Important Considerations when using the EAA

• Required life:
  • We computed the equivalent annual cost of server A assuming we would need it for three years.
  • But suppose it is likely that we will not need the server in the third year?
  • Then we would be paying for something we would not use.
  • In that case, server B would be the cheaper option.

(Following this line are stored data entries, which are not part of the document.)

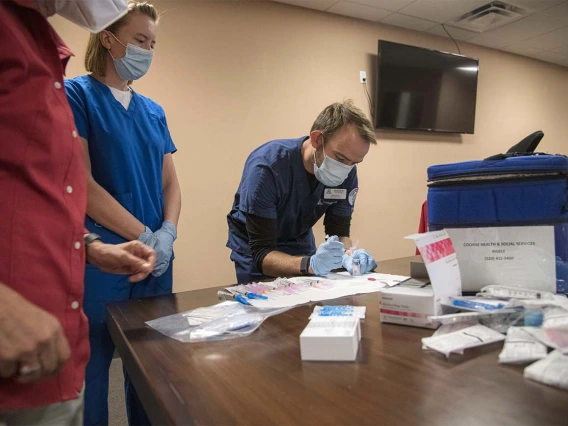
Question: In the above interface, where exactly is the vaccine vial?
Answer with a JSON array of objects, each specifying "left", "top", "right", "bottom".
[{"left": 352, "top": 258, "right": 361, "bottom": 276}]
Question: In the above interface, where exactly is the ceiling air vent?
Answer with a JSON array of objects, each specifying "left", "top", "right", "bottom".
[{"left": 449, "top": 1, "right": 529, "bottom": 33}]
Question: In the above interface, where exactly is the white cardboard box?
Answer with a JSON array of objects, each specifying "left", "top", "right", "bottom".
[
  {"left": 300, "top": 316, "right": 361, "bottom": 361},
  {"left": 379, "top": 286, "right": 439, "bottom": 329}
]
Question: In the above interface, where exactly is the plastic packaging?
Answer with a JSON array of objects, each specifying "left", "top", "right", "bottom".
[
  {"left": 524, "top": 350, "right": 568, "bottom": 391},
  {"left": 146, "top": 301, "right": 291, "bottom": 343},
  {"left": 448, "top": 296, "right": 507, "bottom": 311},
  {"left": 351, "top": 258, "right": 361, "bottom": 276},
  {"left": 524, "top": 310, "right": 544, "bottom": 327},
  {"left": 478, "top": 285, "right": 555, "bottom": 301},
  {"left": 498, "top": 327, "right": 548, "bottom": 364},
  {"left": 543, "top": 307, "right": 568, "bottom": 331},
  {"left": 421, "top": 324, "right": 505, "bottom": 358},
  {"left": 310, "top": 305, "right": 366, "bottom": 319}
]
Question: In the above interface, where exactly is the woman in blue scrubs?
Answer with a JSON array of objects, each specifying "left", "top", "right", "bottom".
[{"left": 65, "top": 2, "right": 181, "bottom": 425}]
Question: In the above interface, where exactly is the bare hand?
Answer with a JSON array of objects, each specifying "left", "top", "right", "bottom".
[
  {"left": 0, "top": 284, "right": 71, "bottom": 384},
  {"left": 86, "top": 241, "right": 156, "bottom": 282}
]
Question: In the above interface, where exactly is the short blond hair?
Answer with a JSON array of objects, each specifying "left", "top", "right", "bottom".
[
  {"left": 311, "top": 100, "right": 376, "bottom": 145},
  {"left": 85, "top": 1, "right": 159, "bottom": 78}
]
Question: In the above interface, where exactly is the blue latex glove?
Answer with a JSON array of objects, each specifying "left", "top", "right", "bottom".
[
  {"left": 152, "top": 220, "right": 177, "bottom": 277},
  {"left": 138, "top": 226, "right": 158, "bottom": 247},
  {"left": 309, "top": 235, "right": 345, "bottom": 276},
  {"left": 343, "top": 249, "right": 377, "bottom": 275}
]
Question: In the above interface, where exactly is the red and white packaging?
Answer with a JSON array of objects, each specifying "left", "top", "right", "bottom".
[{"left": 379, "top": 230, "right": 462, "bottom": 329}]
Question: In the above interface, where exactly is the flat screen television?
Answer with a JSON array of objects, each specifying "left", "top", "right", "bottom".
[{"left": 374, "top": 40, "right": 479, "bottom": 134}]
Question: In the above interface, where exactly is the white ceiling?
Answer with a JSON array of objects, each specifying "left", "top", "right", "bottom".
[{"left": 272, "top": 0, "right": 568, "bottom": 67}]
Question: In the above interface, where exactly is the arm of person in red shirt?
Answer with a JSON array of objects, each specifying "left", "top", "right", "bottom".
[
  {"left": 80, "top": 137, "right": 146, "bottom": 240},
  {"left": 0, "top": 283, "right": 70, "bottom": 384},
  {"left": 85, "top": 240, "right": 156, "bottom": 283}
]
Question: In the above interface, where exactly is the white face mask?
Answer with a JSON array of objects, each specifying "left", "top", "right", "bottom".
[
  {"left": 313, "top": 136, "right": 354, "bottom": 187},
  {"left": 55, "top": 0, "right": 128, "bottom": 33}
]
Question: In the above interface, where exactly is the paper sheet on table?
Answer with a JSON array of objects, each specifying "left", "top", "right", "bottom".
[
  {"left": 325, "top": 272, "right": 410, "bottom": 287},
  {"left": 245, "top": 272, "right": 408, "bottom": 309}
]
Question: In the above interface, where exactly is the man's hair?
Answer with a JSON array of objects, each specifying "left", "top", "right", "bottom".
[
  {"left": 311, "top": 100, "right": 376, "bottom": 144},
  {"left": 84, "top": 1, "right": 159, "bottom": 78}
]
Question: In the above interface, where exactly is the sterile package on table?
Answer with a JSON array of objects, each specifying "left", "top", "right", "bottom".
[
  {"left": 524, "top": 350, "right": 568, "bottom": 391},
  {"left": 421, "top": 324, "right": 505, "bottom": 358},
  {"left": 300, "top": 316, "right": 361, "bottom": 361},
  {"left": 309, "top": 305, "right": 366, "bottom": 319},
  {"left": 145, "top": 301, "right": 291, "bottom": 343},
  {"left": 498, "top": 327, "right": 549, "bottom": 364}
]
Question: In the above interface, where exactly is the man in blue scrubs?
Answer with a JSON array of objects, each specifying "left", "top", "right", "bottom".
[{"left": 227, "top": 101, "right": 378, "bottom": 283}]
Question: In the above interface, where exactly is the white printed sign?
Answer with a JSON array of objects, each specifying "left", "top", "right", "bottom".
[{"left": 446, "top": 226, "right": 556, "bottom": 293}]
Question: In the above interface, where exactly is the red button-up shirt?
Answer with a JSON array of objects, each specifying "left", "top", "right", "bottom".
[{"left": 0, "top": 1, "right": 89, "bottom": 410}]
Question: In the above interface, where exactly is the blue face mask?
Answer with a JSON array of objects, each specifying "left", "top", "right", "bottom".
[{"left": 108, "top": 32, "right": 153, "bottom": 81}]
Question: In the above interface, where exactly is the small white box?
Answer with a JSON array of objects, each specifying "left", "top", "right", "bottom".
[
  {"left": 379, "top": 286, "right": 439, "bottom": 329},
  {"left": 300, "top": 317, "right": 361, "bottom": 361}
]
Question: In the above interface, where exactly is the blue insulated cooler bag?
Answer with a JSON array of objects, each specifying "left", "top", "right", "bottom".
[{"left": 427, "top": 131, "right": 568, "bottom": 294}]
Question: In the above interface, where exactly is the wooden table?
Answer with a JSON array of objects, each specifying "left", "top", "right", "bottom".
[{"left": 107, "top": 256, "right": 568, "bottom": 425}]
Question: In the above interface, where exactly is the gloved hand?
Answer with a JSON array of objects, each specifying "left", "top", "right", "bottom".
[
  {"left": 343, "top": 249, "right": 377, "bottom": 275},
  {"left": 309, "top": 235, "right": 345, "bottom": 276},
  {"left": 138, "top": 226, "right": 158, "bottom": 247},
  {"left": 151, "top": 220, "right": 177, "bottom": 277}
]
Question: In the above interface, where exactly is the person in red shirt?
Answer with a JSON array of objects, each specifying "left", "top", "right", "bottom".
[{"left": 0, "top": 1, "right": 156, "bottom": 424}]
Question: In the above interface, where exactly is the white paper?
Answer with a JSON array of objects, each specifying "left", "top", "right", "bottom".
[
  {"left": 243, "top": 272, "right": 402, "bottom": 309},
  {"left": 421, "top": 324, "right": 505, "bottom": 358},
  {"left": 406, "top": 230, "right": 462, "bottom": 308},
  {"left": 524, "top": 350, "right": 568, "bottom": 391},
  {"left": 446, "top": 226, "right": 556, "bottom": 293},
  {"left": 498, "top": 327, "right": 549, "bottom": 364},
  {"left": 324, "top": 272, "right": 409, "bottom": 286}
]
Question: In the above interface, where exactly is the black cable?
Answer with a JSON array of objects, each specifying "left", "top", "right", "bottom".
[
  {"left": 362, "top": 81, "right": 374, "bottom": 119},
  {"left": 442, "top": 24, "right": 461, "bottom": 54}
]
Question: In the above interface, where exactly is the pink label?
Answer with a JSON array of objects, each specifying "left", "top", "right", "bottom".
[
  {"left": 419, "top": 237, "right": 455, "bottom": 264},
  {"left": 380, "top": 308, "right": 424, "bottom": 318}
]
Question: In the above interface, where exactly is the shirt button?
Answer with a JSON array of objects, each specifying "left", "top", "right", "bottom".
[
  {"left": 72, "top": 130, "right": 78, "bottom": 138},
  {"left": 71, "top": 301, "right": 79, "bottom": 310},
  {"left": 66, "top": 185, "right": 73, "bottom": 194},
  {"left": 54, "top": 81, "right": 62, "bottom": 89},
  {"left": 74, "top": 241, "right": 81, "bottom": 250}
]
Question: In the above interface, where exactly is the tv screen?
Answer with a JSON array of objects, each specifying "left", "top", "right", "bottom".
[{"left": 374, "top": 40, "right": 479, "bottom": 134}]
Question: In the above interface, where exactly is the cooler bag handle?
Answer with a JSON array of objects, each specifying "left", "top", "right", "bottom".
[{"left": 484, "top": 130, "right": 544, "bottom": 161}]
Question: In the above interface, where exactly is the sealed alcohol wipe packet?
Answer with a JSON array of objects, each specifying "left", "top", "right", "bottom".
[{"left": 498, "top": 327, "right": 548, "bottom": 364}]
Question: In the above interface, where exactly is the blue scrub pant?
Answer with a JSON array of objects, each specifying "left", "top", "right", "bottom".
[
  {"left": 230, "top": 251, "right": 269, "bottom": 284},
  {"left": 82, "top": 262, "right": 173, "bottom": 426}
]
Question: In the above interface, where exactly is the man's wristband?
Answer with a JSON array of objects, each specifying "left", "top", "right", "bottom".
[
  {"left": 84, "top": 233, "right": 102, "bottom": 246},
  {"left": 300, "top": 256, "right": 311, "bottom": 276}
]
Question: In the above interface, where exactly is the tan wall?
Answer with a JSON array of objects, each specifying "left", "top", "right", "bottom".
[{"left": 49, "top": 0, "right": 568, "bottom": 293}]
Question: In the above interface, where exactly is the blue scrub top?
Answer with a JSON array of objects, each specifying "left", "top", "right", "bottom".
[
  {"left": 65, "top": 75, "right": 176, "bottom": 244},
  {"left": 227, "top": 137, "right": 359, "bottom": 256}
]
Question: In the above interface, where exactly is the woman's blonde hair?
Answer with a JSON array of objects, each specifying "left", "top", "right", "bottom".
[{"left": 85, "top": 1, "right": 158, "bottom": 77}]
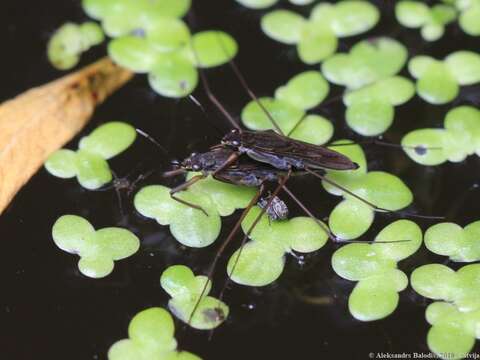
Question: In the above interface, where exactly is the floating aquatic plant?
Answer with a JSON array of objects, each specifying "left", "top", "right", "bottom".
[
  {"left": 395, "top": 1, "right": 457, "bottom": 41},
  {"left": 48, "top": 22, "right": 105, "bottom": 70},
  {"left": 321, "top": 37, "right": 413, "bottom": 135},
  {"left": 425, "top": 221, "right": 480, "bottom": 262},
  {"left": 80, "top": 0, "right": 237, "bottom": 98},
  {"left": 227, "top": 206, "right": 328, "bottom": 287},
  {"left": 44, "top": 122, "right": 137, "bottom": 190},
  {"left": 242, "top": 71, "right": 333, "bottom": 144},
  {"left": 444, "top": 0, "right": 480, "bottom": 36},
  {"left": 108, "top": 307, "right": 201, "bottom": 360},
  {"left": 160, "top": 265, "right": 229, "bottom": 330},
  {"left": 411, "top": 264, "right": 480, "bottom": 359},
  {"left": 332, "top": 220, "right": 422, "bottom": 321},
  {"left": 235, "top": 0, "right": 314, "bottom": 9},
  {"left": 323, "top": 141, "right": 413, "bottom": 240},
  {"left": 261, "top": 1, "right": 379, "bottom": 64},
  {"left": 408, "top": 51, "right": 480, "bottom": 104},
  {"left": 134, "top": 177, "right": 256, "bottom": 247},
  {"left": 52, "top": 215, "right": 139, "bottom": 278},
  {"left": 402, "top": 106, "right": 480, "bottom": 165}
]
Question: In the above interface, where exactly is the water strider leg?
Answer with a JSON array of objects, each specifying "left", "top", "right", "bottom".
[
  {"left": 170, "top": 174, "right": 208, "bottom": 216},
  {"left": 187, "top": 183, "right": 266, "bottom": 325},
  {"left": 304, "top": 167, "right": 444, "bottom": 220}
]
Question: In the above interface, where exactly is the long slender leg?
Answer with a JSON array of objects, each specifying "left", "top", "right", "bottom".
[
  {"left": 222, "top": 169, "right": 292, "bottom": 296},
  {"left": 305, "top": 167, "right": 444, "bottom": 220},
  {"left": 287, "top": 113, "right": 307, "bottom": 138},
  {"left": 170, "top": 174, "right": 208, "bottom": 216},
  {"left": 281, "top": 184, "right": 407, "bottom": 244},
  {"left": 135, "top": 128, "right": 170, "bottom": 156},
  {"left": 188, "top": 183, "right": 266, "bottom": 325}
]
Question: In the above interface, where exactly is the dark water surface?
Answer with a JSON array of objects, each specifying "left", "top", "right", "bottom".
[{"left": 1, "top": 1, "right": 480, "bottom": 359}]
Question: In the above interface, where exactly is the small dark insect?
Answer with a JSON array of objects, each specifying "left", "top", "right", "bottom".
[
  {"left": 258, "top": 193, "right": 289, "bottom": 221},
  {"left": 203, "top": 307, "right": 226, "bottom": 323}
]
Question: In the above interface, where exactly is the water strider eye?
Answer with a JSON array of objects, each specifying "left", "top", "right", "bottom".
[
  {"left": 192, "top": 164, "right": 201, "bottom": 171},
  {"left": 232, "top": 140, "right": 240, "bottom": 146}
]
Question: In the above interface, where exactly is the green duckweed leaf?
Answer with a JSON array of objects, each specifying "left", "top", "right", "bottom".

Important Considerations when using the EAA

• Replacement cost:
  • We assumed that the costs of servers A and B would not change over time.
  • But suppose we expect a dramatic change in technology that will reduce the costs of the servers by the third year to an equivalent annual cost of $2,000 per year.
  • Then server B has the advantage that we can upgrade to the new technology sooner.

Summary

• Choosing between projects:
  • When choosing among mutually exclusive investment opportunities, pick the opportunity with the highest NPV. Do not use the IRR to choose among mutually exclusive investment opportunities.
• Evaluating projects with different lives:
  • When choosing among projects with different lives, you need a standard basis of comparison. First, compute an annuity with an equivalent present value to the NPV of each project. The projects can then be compared on their cost or value created per year.

Formula summary

• Equivalent annual annuity:
  $Cash flow = \frac{PV}{\frac{1}{r} (1 - \frac{1}{(1 + r)^n})}$